The worst part was I had to go away from mom and they touched my winky with this wet thing. I yelped! It stung so much. Then, they left me, can you believe it? Did you ever go to such an awful place? I hope not! But, they came back super fast and said something about "pain medication". I woke up with this stupid thing around my neck and and my tummy felt so icky. Everyone looked blurry. I thought I saw mom but I tried to stand up, I fell back down again. I never wanted to feel like that again. I heard some stuff I couldn't understand and fell back asleep for while.

Then, there was our mom again. She looked tired. She carried me into the car, up the stairs and into bed. It was so awesome to be home. I fell right asleep. Boy, did I miss that warm bed! Mom started moving around so soon. But I just wanted to sleep. She let me stay on the bed until I had to go in my house with that cone. It sucked SO BAD! But, then my new friend Lela came over to snuggle, I like her a lot. She laughed at me before when I was playing with my squeaky toy and she's real nice. I liked being carried around so much that I was hoping mom would do it again when we went for our walks. But she said I was too heavy for that and put this orange thing on me that was big enough it would have fit you and used this handle so I didn't have to walk all by myself. It wasn't my favorite like playing and snuggles but it was cool to be outside again and see some of my doggie friends. No one seemed to notice my red winky and it's feeling much better.

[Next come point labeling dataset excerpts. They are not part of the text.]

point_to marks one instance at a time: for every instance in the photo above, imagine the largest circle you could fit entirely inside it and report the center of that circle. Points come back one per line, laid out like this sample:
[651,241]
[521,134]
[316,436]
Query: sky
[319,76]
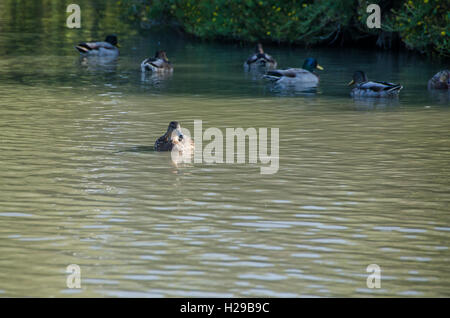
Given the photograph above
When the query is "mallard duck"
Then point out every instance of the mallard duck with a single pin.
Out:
(174, 139)
(158, 63)
(364, 87)
(297, 75)
(109, 47)
(441, 80)
(260, 59)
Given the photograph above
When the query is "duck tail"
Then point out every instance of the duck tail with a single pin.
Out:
(395, 88)
(82, 48)
(271, 77)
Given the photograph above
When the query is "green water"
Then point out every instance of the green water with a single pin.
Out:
(359, 181)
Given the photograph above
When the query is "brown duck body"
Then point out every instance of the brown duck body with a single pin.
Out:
(157, 64)
(441, 80)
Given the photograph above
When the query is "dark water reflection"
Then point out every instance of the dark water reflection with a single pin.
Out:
(360, 181)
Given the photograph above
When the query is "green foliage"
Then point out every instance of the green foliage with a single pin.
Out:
(423, 25)
(299, 21)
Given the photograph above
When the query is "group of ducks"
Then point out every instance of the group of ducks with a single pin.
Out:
(174, 139)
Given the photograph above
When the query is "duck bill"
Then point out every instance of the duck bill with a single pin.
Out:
(179, 133)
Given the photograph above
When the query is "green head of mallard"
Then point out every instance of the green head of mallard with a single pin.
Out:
(174, 131)
(311, 64)
(444, 77)
(112, 39)
(259, 49)
(161, 55)
(358, 77)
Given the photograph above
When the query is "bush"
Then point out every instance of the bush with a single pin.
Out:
(421, 24)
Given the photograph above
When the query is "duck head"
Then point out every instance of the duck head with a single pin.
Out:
(174, 132)
(112, 39)
(358, 77)
(444, 77)
(161, 55)
(310, 64)
(259, 49)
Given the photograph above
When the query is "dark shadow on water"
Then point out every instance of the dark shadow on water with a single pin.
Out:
(299, 89)
(440, 96)
(139, 149)
(375, 103)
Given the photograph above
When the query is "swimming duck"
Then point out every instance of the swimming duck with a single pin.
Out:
(174, 139)
(158, 63)
(441, 80)
(260, 59)
(297, 75)
(364, 87)
(109, 47)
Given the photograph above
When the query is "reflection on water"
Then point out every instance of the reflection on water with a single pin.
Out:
(360, 181)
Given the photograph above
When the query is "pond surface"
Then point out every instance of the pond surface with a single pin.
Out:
(359, 182)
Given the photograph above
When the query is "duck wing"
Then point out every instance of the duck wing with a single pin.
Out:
(85, 47)
(156, 62)
(379, 86)
(291, 72)
(163, 143)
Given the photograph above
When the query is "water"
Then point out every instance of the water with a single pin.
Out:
(360, 182)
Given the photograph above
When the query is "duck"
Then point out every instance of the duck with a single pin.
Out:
(109, 47)
(365, 88)
(441, 80)
(159, 63)
(174, 140)
(260, 59)
(304, 75)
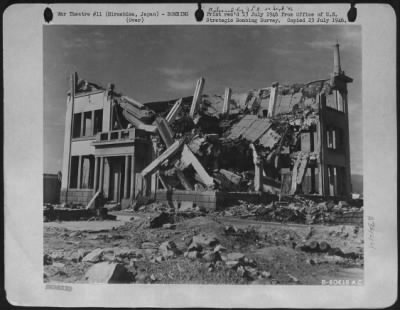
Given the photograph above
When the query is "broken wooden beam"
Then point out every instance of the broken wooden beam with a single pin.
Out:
(197, 97)
(189, 158)
(227, 99)
(174, 111)
(163, 157)
(165, 131)
(258, 170)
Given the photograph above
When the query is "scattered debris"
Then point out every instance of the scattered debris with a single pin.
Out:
(107, 272)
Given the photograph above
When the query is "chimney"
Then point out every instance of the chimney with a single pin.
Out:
(336, 60)
(74, 81)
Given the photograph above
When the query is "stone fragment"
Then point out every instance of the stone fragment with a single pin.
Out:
(160, 220)
(205, 240)
(148, 245)
(211, 256)
(168, 249)
(236, 256)
(94, 256)
(232, 264)
(293, 278)
(77, 256)
(219, 248)
(57, 255)
(58, 265)
(324, 246)
(192, 255)
(169, 226)
(106, 272)
(47, 260)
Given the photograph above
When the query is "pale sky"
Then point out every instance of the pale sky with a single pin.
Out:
(151, 63)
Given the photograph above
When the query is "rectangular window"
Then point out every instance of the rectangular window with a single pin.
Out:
(98, 121)
(73, 174)
(76, 126)
(331, 136)
(87, 124)
(87, 171)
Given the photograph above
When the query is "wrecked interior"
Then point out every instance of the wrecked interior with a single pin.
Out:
(281, 140)
(201, 189)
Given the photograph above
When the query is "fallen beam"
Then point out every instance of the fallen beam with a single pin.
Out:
(258, 170)
(272, 100)
(165, 131)
(174, 112)
(189, 158)
(91, 202)
(227, 99)
(173, 149)
(197, 97)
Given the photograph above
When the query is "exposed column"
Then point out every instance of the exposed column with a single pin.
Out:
(101, 174)
(126, 177)
(79, 172)
(227, 99)
(67, 136)
(132, 173)
(196, 97)
(272, 99)
(96, 167)
(83, 125)
(174, 111)
(92, 130)
(336, 60)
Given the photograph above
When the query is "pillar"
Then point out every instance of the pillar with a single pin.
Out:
(272, 100)
(126, 176)
(197, 97)
(132, 174)
(101, 173)
(96, 168)
(227, 99)
(92, 132)
(79, 172)
(67, 136)
(336, 60)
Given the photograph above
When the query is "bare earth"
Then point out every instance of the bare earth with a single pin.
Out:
(274, 252)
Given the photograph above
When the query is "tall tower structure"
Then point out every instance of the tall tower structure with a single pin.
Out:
(335, 176)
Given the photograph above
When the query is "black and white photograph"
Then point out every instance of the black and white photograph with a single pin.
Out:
(203, 154)
(207, 155)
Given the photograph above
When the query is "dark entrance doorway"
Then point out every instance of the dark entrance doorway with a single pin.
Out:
(116, 185)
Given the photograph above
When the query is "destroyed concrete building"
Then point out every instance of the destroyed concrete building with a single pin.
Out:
(281, 140)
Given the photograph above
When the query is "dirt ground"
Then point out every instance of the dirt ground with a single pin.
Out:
(268, 253)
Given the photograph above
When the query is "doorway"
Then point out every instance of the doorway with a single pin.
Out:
(116, 178)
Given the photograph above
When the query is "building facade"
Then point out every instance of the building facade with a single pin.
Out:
(109, 138)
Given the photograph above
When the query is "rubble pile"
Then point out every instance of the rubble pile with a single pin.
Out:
(233, 137)
(298, 210)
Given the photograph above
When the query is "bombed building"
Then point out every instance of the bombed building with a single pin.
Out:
(278, 140)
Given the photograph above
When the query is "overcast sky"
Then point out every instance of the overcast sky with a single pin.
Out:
(151, 63)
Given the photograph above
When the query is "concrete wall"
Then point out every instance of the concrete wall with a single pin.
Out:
(90, 102)
(211, 200)
(78, 196)
(51, 188)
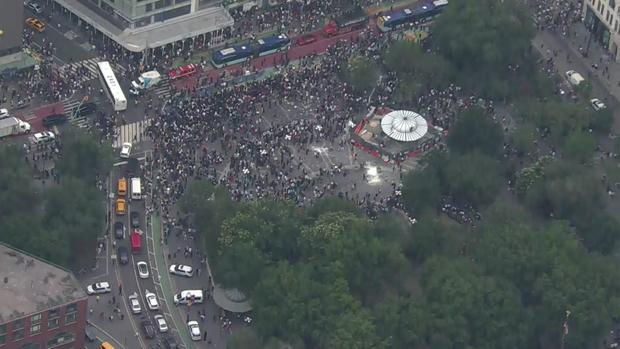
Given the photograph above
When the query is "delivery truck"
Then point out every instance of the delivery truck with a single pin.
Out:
(146, 80)
(13, 126)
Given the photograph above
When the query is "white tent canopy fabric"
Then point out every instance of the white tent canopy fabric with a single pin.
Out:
(404, 125)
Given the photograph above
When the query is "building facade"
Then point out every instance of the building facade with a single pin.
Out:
(144, 26)
(11, 25)
(602, 18)
(42, 306)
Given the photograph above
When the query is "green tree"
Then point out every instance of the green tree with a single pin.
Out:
(474, 178)
(83, 156)
(580, 146)
(475, 131)
(473, 310)
(361, 73)
(472, 35)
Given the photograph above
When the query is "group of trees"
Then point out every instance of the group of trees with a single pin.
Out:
(56, 221)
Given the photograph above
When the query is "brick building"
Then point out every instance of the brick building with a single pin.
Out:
(42, 306)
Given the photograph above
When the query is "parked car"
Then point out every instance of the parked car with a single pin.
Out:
(55, 119)
(181, 270)
(170, 343)
(143, 270)
(134, 303)
(306, 39)
(119, 230)
(135, 219)
(86, 109)
(123, 255)
(597, 104)
(35, 24)
(126, 150)
(194, 330)
(98, 288)
(162, 325)
(148, 328)
(151, 300)
(35, 7)
(43, 137)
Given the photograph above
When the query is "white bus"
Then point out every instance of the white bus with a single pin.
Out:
(136, 188)
(111, 87)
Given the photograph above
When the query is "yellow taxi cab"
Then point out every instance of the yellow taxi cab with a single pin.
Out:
(122, 186)
(35, 24)
(121, 207)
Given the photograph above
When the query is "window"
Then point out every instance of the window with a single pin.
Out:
(70, 318)
(71, 308)
(52, 314)
(34, 329)
(60, 339)
(35, 319)
(53, 323)
(18, 335)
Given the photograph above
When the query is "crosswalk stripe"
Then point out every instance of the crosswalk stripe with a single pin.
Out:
(134, 132)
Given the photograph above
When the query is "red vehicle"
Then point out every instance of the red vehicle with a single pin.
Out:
(182, 71)
(136, 242)
(305, 40)
(353, 19)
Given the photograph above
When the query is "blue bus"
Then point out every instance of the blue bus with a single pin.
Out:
(421, 12)
(271, 44)
(232, 55)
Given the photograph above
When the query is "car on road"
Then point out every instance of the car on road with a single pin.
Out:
(194, 330)
(151, 300)
(170, 343)
(134, 303)
(119, 230)
(182, 71)
(126, 150)
(148, 328)
(43, 137)
(99, 288)
(35, 24)
(305, 40)
(162, 325)
(182, 270)
(34, 6)
(135, 219)
(597, 104)
(86, 109)
(55, 119)
(123, 254)
(143, 270)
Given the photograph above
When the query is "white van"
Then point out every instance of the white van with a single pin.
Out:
(574, 78)
(185, 296)
(136, 188)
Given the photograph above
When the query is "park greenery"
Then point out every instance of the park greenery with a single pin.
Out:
(60, 220)
(326, 276)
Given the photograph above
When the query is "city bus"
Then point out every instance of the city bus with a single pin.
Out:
(111, 87)
(421, 12)
(232, 55)
(272, 44)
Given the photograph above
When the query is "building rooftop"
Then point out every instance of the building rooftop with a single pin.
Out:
(159, 33)
(29, 285)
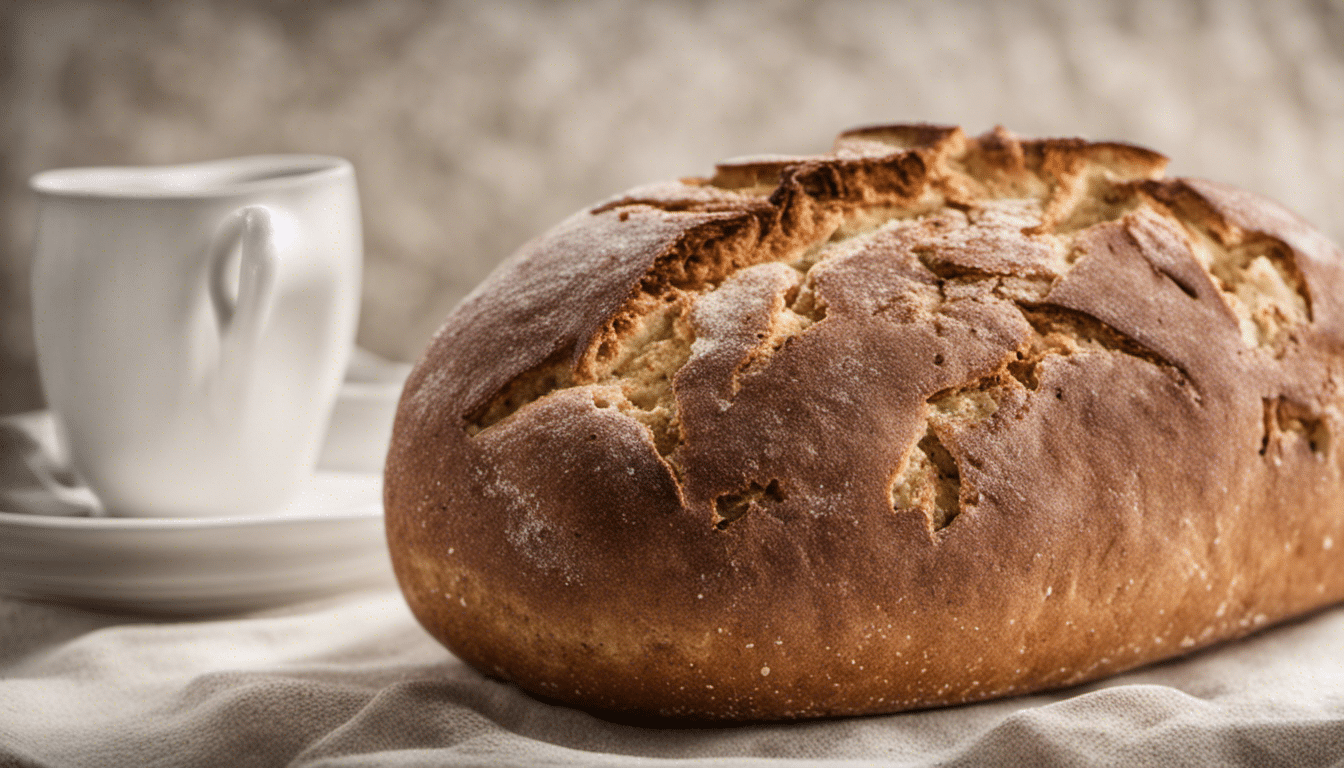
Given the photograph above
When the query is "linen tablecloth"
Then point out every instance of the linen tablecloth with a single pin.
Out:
(354, 682)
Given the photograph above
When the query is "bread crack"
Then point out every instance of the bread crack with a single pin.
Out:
(1290, 424)
(731, 507)
(1061, 331)
(930, 483)
(1255, 273)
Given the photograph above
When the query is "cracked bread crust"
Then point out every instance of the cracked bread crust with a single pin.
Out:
(928, 420)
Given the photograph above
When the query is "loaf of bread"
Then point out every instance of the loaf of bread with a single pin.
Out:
(928, 420)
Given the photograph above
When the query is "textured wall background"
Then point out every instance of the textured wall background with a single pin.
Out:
(473, 127)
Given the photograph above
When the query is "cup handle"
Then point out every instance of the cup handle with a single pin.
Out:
(252, 232)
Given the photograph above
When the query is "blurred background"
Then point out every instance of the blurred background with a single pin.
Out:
(473, 127)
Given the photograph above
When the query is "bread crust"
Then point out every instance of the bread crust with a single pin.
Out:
(928, 420)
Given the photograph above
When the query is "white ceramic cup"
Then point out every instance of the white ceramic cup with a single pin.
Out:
(194, 323)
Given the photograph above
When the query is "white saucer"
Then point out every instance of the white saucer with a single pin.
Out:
(328, 541)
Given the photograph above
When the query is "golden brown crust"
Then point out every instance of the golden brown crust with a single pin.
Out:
(928, 420)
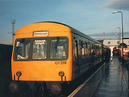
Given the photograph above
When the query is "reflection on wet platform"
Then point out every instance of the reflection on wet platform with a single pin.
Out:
(112, 85)
(106, 82)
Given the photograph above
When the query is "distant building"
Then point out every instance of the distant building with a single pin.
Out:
(111, 43)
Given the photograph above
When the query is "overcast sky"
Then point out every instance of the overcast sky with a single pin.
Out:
(92, 17)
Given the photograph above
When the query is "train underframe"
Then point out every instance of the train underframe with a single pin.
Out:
(48, 88)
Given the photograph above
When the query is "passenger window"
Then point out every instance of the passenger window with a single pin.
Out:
(22, 50)
(39, 49)
(58, 48)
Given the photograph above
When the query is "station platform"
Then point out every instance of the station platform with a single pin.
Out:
(106, 82)
(113, 84)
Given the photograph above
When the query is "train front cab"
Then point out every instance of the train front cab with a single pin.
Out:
(53, 44)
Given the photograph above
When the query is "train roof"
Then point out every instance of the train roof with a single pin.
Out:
(75, 31)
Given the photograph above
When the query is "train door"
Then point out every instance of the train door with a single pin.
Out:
(77, 65)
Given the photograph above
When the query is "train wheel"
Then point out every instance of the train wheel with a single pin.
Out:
(54, 88)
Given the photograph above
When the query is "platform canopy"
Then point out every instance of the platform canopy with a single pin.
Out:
(122, 45)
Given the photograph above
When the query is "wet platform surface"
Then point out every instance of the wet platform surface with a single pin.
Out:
(112, 85)
(106, 82)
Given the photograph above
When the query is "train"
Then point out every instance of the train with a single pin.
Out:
(53, 53)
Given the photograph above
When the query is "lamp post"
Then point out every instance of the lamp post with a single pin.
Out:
(122, 30)
(13, 23)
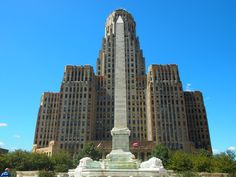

I even got to say hi to the nice people on our walks this morning and chase my squeaky toys at the tennis court. My winky still itches a lot and I want to lick it so bad all the time. Mom won't let me. And, I hope I never have to go to that place again, ever. Our mom has been extra nice to me and giving me extra snuggles and treats so I wouldn't say it's all bad. I FINALLY get a break from that stupid thing on my neck! Gotta run and lay on my back for awhile before mom makes me put it on again.

LOVE YOU!
Gavin

1 comment:

mellen said...

OH Sweet Lovie- that is just HORRIBLE!!! Of ALL places for that to happen, ugh. There is no doubt your Momma is taking extra special good care of you and don't worry about the cone of shame, everyone has to wear it sometime ;)
I sure hope you are feeling better- gotta be 100% for that upcoming stay at Canine Crews ya know.